In the case of the Record, four batches of Smiths have made their mark: Todd’s great grandfather, Herbert Atwood Smith, bought the paper in 1919; his son Gordon took it over after World War II. Todd’s dad, Mark, assumed control in the 1980s. Todd returned to the family paper about six years ago after working in telecommunications and marketing in Vermont. He takes over as publisher this year.

So far, 36-year-old Todd has launched two new print publications: an 8500-circulation direct-mail weekly in neighboring Littleton, N.H., and a new daily iteration of the Caledonian Record for neighboring Orleans County. He aptly calls the latter the Orleans County Record. That paper’s front page has only content from Orleans County, and is an effort to boost subscriptions and single-copy sales in Newport and Derby, among other Kingdom shire towns. So far, the experiment seems to be working. Smith said the Caledonian Record’s daily circulation has risen to 8400, ending a long streak of circulation declines.

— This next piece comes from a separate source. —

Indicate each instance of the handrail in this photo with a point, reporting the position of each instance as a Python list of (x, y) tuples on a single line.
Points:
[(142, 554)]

Todd’s other big business decision: Last fall, he opted to put the Record’s online content behind a paywall. He says he heard from too many people who were reading content for free on the website, and had given up subscribing to the paper or buying it from the newsstand.

“I’m not going to be a party to my own demise,” Todd observes.

Like his father, Todd has worked in every department of the newspaper to ensure he understands all aspects of the business. He could have skipped the printing-press part, though. The Record sold off its presses in 2007. Now the paper is printed at the Concord Monitor in New Hampshire.

His dad, Mark, may have had a rougher intro to the biz: He spent his first summer in the “press pit,” beneath the machinery. He was the new kid on the team, so he got the hottest and dirtiest jobs.

“My father’s attitude is that I was an employee and should be treated as such,” recalls Mark Smith. “So, as a result, I was constantly tested by these guys to see if I’d run to Daddy. But I didn’t.”

Mark says he never sought special treatment for his children, either, when they worked at the paper.

“I had no desire to put pressure on my kids. It wasn’t a case of, This is in your genes and you must take over the family business. That said, if I had no kids and no one to take us into the electronic age, I probably would have sold it by now.”